For me, back then, nine going on 10, the music that turbo-Prousts me to the year of MLK, RFK and Tet are such uncanonical and widely unrevived 45s as "Red Red Wine" by Jimmy James & the Vagabonds and "Cinderella Rockafella" by Esther & Abi Ofarim.
But when I hear these songs again (and all that year's UK chart-toppers by Tiny Tim, Louis Armstrong, Mama Cass, Dave Dee, Dozy, Beaky, Mick & Tich, ad infinitum), the canonically cool, Capital E Events--the riots, assassinations, ‘Nam and Apollo 8--only spring to mind as conscious afterthoughts to the far deeper lingering echoes of my crocodile-brain recollection of how things and people sounded, looked and smelled and how I felt... The personal memories--and we've all got ‘em.
This, then, is Real Nostalgia, the stuff that lives in the id, rather than the False Nostalgia our egos more readily admit to. All too often, wishful thinking compensates for the inconvenient fact that while the rest of the world is heavily into acid-rock, bluebeat or post-punk, we're heavily into Top 10 bubblegum, short trousers, gonks or not even born at all. But such is life, and concealing the truth that we've been underage bystanders looking and hearing the wrong way as great pop-cultural events explode elsewhere denies us what should be the guiltless pleasure of wallowing in the real nostalgia of the impressionable youth we actually had.
When I turned 10 I spent my birthday money (eight-and-fourpence at Harlequin Records, Barnet High Street, drop-jawed with amazement and the first tingle of budding loins at the spectacle of the window-displayed naked ladies on the sleeve of what I later recognized as Electric Ladyland) on Joe Cocker's awesome hit version of "With A Little Help From My Friends" with Jimmy Page revving away on his supercharged Telecaster, and I treasure it still with its Regal Zonophone label and sleeve advertising new albums by Procol Harum and the Move.
Like the Small Faces' "Lazy Sunday," William Bell & Judy Clay's "Private Number," Fleetwood Mac's "Albatross" and Nina Simone's "Ain't Got No... I Got Life," it turned out to be one of the really rather few childhood favourites that my older self could rack at the front of my collection with visible pride.
But why should Gary Puckett & the Union Gap have to gather cobwebs in the attic, airbrushed from my official biog to appease the party line on cool?

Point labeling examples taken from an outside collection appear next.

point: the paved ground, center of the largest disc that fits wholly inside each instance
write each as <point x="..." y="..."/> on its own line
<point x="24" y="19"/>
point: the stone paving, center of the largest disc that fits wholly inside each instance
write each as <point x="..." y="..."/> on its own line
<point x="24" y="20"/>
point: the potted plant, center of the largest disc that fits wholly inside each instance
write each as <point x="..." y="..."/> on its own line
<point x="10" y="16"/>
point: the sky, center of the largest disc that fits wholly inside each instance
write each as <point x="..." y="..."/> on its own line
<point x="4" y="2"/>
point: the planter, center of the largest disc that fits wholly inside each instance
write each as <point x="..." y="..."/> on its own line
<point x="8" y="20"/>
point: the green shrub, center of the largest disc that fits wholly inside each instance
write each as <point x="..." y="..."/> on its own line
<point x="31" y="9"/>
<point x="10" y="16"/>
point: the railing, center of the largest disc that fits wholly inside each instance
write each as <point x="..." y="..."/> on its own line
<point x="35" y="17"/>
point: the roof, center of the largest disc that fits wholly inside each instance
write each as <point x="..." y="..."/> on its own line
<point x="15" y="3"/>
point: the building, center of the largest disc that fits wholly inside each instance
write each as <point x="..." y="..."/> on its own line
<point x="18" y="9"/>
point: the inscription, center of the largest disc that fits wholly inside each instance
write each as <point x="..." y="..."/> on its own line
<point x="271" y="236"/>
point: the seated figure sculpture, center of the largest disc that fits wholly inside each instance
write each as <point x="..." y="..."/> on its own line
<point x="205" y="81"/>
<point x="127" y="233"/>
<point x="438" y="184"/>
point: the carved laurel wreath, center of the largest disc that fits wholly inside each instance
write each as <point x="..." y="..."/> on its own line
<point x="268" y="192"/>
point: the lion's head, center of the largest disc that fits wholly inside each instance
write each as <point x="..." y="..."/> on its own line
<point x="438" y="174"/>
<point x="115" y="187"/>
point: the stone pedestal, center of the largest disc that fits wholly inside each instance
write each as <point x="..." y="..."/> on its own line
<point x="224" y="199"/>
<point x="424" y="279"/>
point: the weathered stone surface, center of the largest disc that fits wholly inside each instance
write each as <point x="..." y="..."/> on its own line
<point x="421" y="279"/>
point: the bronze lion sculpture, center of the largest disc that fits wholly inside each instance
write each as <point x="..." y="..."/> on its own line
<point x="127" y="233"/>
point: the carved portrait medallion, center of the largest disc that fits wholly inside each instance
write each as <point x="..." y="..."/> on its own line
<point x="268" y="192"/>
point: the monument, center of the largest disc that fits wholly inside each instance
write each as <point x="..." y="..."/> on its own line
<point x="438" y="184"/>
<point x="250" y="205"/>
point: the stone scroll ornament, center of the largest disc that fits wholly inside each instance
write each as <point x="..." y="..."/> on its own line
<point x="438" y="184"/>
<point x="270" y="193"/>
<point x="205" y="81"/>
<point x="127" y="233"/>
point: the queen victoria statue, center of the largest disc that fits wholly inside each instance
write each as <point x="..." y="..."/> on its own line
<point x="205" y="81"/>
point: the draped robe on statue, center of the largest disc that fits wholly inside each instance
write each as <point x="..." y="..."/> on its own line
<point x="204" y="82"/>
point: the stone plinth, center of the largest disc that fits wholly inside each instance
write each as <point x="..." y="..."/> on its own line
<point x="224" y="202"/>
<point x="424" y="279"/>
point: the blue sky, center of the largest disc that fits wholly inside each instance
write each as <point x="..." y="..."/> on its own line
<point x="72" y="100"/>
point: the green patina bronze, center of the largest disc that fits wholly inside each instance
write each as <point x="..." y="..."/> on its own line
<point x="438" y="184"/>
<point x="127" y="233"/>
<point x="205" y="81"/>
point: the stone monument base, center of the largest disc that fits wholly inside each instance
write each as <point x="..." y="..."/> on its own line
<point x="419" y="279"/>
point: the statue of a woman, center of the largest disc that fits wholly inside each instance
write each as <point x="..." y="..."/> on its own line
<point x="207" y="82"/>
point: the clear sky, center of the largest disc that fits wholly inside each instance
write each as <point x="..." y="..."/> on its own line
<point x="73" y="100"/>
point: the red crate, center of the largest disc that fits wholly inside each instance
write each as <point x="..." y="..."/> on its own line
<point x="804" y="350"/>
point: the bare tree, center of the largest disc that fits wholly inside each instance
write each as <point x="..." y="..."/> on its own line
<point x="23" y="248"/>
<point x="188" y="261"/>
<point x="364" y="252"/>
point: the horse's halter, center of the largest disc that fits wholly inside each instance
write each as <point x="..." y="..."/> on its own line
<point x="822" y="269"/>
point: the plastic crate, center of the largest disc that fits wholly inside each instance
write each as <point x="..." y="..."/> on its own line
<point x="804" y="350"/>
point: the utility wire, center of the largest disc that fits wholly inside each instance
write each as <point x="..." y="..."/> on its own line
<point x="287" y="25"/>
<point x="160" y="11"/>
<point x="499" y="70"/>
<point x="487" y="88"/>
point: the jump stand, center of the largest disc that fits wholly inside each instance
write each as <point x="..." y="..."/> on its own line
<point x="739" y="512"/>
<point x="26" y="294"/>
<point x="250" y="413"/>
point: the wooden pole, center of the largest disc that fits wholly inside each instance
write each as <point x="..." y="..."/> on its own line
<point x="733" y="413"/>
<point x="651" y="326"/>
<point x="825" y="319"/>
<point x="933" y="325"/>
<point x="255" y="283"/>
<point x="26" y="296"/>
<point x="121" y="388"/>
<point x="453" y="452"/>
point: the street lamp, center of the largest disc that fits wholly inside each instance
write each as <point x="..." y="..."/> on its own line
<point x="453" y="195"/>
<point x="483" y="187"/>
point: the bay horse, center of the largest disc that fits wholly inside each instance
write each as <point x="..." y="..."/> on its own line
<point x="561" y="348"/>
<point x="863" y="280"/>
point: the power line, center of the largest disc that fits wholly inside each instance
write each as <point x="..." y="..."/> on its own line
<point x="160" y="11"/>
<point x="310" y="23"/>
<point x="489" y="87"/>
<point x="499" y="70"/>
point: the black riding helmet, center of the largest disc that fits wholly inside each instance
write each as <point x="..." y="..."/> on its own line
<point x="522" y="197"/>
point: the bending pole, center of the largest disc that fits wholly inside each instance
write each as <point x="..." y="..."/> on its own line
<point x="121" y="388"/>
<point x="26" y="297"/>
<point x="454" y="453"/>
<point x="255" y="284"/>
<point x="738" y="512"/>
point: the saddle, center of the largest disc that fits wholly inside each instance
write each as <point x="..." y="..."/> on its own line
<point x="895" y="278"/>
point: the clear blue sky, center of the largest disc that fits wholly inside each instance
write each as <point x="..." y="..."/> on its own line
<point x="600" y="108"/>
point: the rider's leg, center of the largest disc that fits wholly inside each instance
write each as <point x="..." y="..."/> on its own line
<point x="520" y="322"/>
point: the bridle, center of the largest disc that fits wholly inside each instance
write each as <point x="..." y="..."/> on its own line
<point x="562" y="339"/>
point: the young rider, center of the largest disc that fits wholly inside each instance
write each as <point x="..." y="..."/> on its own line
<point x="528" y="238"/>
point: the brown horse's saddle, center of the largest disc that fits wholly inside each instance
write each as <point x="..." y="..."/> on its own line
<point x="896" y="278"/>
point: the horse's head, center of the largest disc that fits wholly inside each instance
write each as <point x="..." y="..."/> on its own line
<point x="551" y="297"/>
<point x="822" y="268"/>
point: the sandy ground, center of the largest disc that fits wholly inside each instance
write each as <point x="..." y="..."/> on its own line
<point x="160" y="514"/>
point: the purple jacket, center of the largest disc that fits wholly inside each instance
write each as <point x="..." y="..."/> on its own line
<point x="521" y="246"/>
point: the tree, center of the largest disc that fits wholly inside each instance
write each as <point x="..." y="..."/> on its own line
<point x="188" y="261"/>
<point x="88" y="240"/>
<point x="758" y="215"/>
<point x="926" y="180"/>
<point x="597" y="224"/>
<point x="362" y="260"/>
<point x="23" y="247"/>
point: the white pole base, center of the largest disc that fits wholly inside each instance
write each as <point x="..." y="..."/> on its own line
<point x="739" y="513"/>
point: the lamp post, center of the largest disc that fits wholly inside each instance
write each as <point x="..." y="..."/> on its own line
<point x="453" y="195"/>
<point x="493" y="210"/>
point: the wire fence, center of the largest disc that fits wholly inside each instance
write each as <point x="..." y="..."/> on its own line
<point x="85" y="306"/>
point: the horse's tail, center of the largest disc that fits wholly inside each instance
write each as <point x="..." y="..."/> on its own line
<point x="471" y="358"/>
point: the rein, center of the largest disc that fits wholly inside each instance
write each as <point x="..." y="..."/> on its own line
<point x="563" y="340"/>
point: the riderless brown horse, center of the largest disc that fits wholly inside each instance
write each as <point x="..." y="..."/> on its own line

Why should the Scaffold's "Lily The Pink" cower in the shadows, a record which spoke just as eloquently to my 10-year-old condition as did Magazine's "Shot By Both Sides" to my older, groovier post-punk self?
Sure, who wouldn't like to have had the super-precocious taste to soundtrack their childhoods with classics of cool instead of daft chart tat? Who would not rather imagine their '68 selves grooving to the Delfonics' "La La Means I Love You" instead of Don Partridge's "Rosie"? Or the Kinks' "Days" and not Mary Hopkin's "Those Were The Days"? "Those were the days, my friend," warbled the Welsh songthrush; "We thought they'd never end," a sentiment echoed by the gap-toothed Muswell Hillbilly: "I won't forget a single day, believe me."
Ah, nostalgia ain't what it used to be, both Real and False. So let's start hearing it loud and proud for the stuff that actually filled our ears and shaped our souls. Let's destigmatise the pop moments that reconnect to our real younger selves, not the kids we wished we'd been. We're all cool enough now to do that, aren't we? Aren't we?